ABRvS, 30-03-2011, nr. 201007835/1/H3.
ECLI:NL:RVS:2011:BP9590
- Instantie
Afdeling bestuursrechtspraak van de Raad van State
- Datum
30-03-2011
- Magistraten
Mrs. M. Vlasblom, A.W.M. Bijloos, D. Roemers
- Zaaknummer
201007835/1/H3.
- LJN
BP9590
- Roepnaam
bekostiging toezicht AFM
- Vakgebied(en)
Bestuursrecht algemeen (V)
- Brondocumenten en formele relaties
ECLI:NL:RVS:2011:BP9590, Uitspraak, Afdeling bestuursrechtspraak van de Raad van State, 30‑03‑2011
Uitspraak 30‑03‑2011
Inhoudsindicatie
Bij brief van 27 juli 2009 heeft de AFM aan [appellant] medegedeeld dat het zijn verzoek van 8 juli 2009 om openbaarmaking van documenten inzake de bekostiging van het door de AFM uitgeoefende toezicht niet in behandeling zal nemen.

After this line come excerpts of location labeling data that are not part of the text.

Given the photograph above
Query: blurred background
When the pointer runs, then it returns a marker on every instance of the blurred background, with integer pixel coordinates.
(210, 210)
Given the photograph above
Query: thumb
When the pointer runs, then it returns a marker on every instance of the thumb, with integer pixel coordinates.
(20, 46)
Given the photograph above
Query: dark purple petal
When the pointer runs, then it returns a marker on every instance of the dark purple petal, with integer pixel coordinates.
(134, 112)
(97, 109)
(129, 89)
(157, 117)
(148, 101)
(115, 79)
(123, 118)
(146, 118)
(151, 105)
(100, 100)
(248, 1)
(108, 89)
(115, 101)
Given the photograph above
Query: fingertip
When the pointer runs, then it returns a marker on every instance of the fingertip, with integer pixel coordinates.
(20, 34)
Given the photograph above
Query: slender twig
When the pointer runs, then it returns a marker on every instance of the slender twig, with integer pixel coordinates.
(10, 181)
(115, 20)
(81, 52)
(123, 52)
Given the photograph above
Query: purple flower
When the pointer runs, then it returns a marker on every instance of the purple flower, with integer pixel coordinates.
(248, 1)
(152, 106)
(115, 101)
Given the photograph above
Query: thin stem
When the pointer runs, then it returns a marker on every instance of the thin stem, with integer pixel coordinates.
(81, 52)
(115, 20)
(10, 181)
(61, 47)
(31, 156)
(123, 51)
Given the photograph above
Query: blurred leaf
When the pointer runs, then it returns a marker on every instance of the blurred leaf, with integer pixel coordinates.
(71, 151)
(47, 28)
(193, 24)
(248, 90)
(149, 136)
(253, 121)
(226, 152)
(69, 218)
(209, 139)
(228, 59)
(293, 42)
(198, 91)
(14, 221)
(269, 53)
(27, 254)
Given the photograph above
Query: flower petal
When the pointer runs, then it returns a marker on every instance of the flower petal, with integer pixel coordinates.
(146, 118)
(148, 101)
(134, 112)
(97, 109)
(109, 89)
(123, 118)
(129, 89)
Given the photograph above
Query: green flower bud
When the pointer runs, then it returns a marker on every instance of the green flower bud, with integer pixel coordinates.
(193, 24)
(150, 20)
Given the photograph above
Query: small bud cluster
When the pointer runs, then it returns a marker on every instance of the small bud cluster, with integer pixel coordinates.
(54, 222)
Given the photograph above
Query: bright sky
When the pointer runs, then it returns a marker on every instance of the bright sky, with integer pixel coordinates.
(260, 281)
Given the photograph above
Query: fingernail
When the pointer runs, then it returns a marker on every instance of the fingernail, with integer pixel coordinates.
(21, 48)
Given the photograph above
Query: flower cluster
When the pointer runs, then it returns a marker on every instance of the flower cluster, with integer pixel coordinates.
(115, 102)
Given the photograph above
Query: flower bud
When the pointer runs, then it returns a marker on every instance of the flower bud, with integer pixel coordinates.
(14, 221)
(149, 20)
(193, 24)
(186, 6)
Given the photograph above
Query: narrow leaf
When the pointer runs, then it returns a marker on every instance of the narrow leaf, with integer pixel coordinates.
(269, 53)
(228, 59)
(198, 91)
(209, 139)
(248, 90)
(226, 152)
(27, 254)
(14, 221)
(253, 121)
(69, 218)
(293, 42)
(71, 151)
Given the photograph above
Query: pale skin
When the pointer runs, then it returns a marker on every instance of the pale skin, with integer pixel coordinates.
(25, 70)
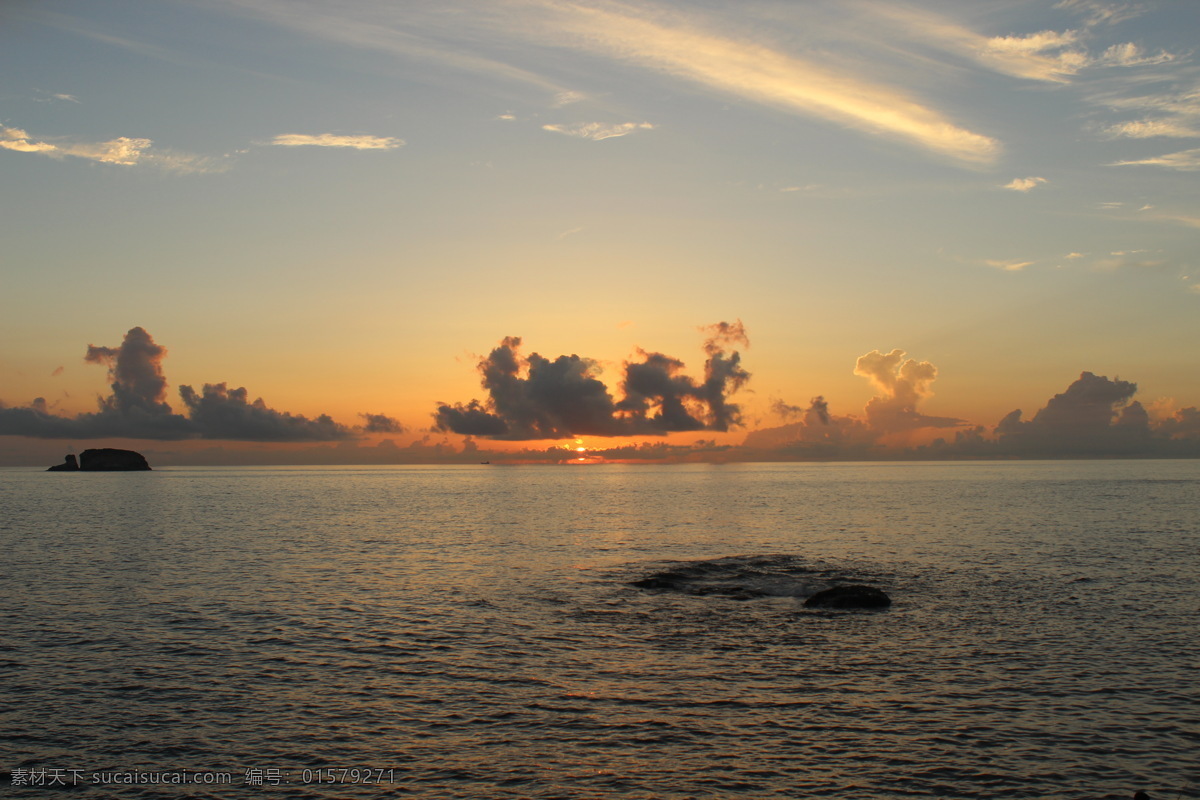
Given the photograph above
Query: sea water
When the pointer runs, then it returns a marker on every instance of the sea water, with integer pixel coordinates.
(473, 631)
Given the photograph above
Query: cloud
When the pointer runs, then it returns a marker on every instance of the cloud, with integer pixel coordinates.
(1093, 416)
(137, 407)
(222, 413)
(534, 397)
(598, 131)
(684, 48)
(1097, 12)
(124, 151)
(381, 423)
(1025, 184)
(568, 97)
(1151, 128)
(1183, 161)
(359, 142)
(1131, 55)
(903, 384)
(1009, 265)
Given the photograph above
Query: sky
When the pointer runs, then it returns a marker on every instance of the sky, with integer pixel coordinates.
(378, 232)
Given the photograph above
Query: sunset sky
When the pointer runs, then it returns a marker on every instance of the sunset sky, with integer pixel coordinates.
(345, 206)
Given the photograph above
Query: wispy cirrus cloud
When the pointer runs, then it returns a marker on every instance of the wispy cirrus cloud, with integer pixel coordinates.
(354, 142)
(1025, 184)
(1045, 55)
(684, 47)
(1098, 12)
(685, 44)
(123, 151)
(1183, 161)
(1011, 265)
(598, 131)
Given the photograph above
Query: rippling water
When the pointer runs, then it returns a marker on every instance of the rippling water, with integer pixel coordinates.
(472, 631)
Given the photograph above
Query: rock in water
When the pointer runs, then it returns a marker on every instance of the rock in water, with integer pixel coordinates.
(107, 459)
(849, 596)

Mrs. M. Vlasblom, A.W.M. Bijloos, D. Roemers
Partij(en)
Uitspraak op het hoger beroep van:
[appellant], wonend te [woonplaats],
tegen de uitspraak van de rechtbank Amsterdam van 30 juni 2010 in zaak nr. 09/5863 in het geding tussen:
[appellant]
en
de Stichting Autoriteit Financiële Markten (hierna: de AFM).
1. Procesverloop
Bij brief van 27 juli 2009 heeft de AFM aan [appellant] medegedeeld dat het zijn verzoek van 8 juli 2009 om openbaarmaking van documenten inzake de bekostiging van het door de AFM uitgeoefende toezicht niet in behandeling zal nemen.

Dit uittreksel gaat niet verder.